Anche la stampa Italiana ha sottolineato il coraggio eroico che mostrò mons. Magro OFM durante la guerra civile in Libia. In un articolo del 27 novembre, 2013, intitolato Cosa significa essere cattolici in Libia oggi, tra le violenze degli islamisti e le scorribande delle milizie armate, il missionario, giornalista e scrittore, Piero Gheddo, scrisse così: “In Cirenaica, sono sempre stati più battaglieri dei tripolitani. A Bengasi, è peggio che a Tripoli. Nell’autunno 2012, sono tornate in patria una quarantina di suore impegnate negli ospedali, perché minacciate di morte. Sono rimaste solo le Immacolatine di Ivrea, a servizio nell’ospedale di Bengasi, hanno la loro casa dentro l’ospedale, quindi sono al sicuro; e le tre suore indiane che sono nell’ospedale dei bambini, della congregazione svizzera Figlie della Santa Croce. A Bengasi, c’è ancora il vicario apostolico e vescovo monsignor Silvestro Magro con due padri francescani, nella Cattedrale minacciata più volte di essere saccheggiata e bruciata. Ma loro restano per assicurare una presenza cattolica nella capitale della Cirenaica, mantenere un rapporto con le autorità locali e assistere le suore in ospedale”.

Questa lealtà fraterna e, soprattutto, avvicinamento paterno del vescovo Magro al suo gregge mi fanno ricordare le attualissime parole che Papa Francesco ha rivolto ai vescovi partecipanti al seminario promosso dalla congregazione per l’evangelizzazione dei popoli, del 20 Settembre 2014: “La Chiesa ha bisogno di Pastori, cioè servitori, di vescovi che sappiano mettersi in ginocchio davanti agli altri per lavare loro i piedi. Pastori vicini alla gente, padri e fratelli miti, pazienti e misericordiosi; che amano la povertà, sia come libertà per il Signore sia come semplicità e austerità di vita.
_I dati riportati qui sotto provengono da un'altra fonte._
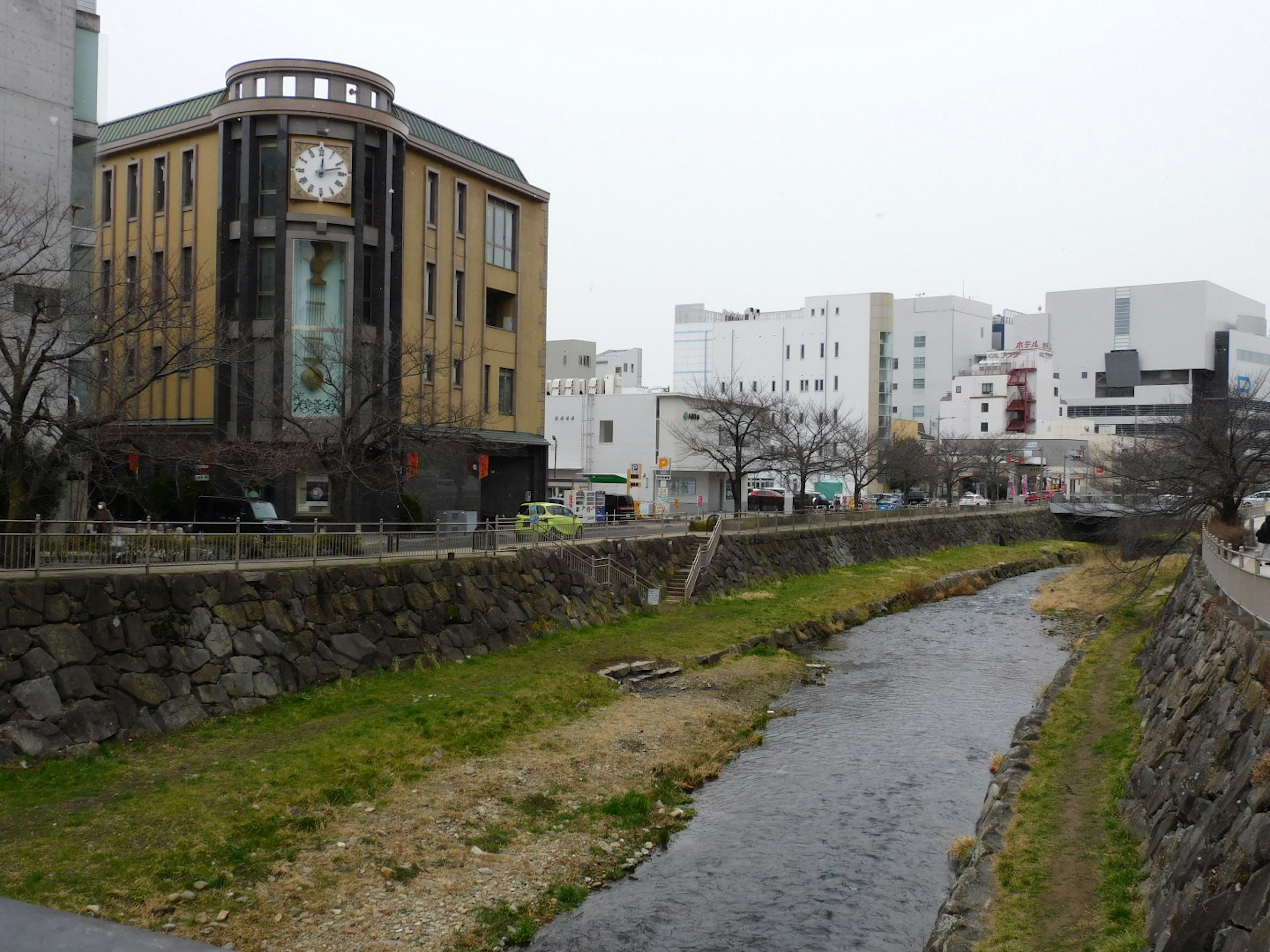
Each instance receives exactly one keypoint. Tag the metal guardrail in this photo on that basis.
(703, 559)
(42, 546)
(1241, 575)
Voi siete chiamati a sorvegliare incessantemente il gregge a voi affidato, per mantenerlo unito e fedele al Vangelo e alla Chiesa. Sforzatevi di dare un autentico impulso missionario alle vostre Comunità diocesane, perché crescano sempre di più con nuovi membri, grazie alla vostra testimonianza di vita e al vostro ministero episcopale esercitato come servizio al Popolo di Dio. Siate vicini ai vostri sacerdoti, curate la vita religiosa, amate i poveri”.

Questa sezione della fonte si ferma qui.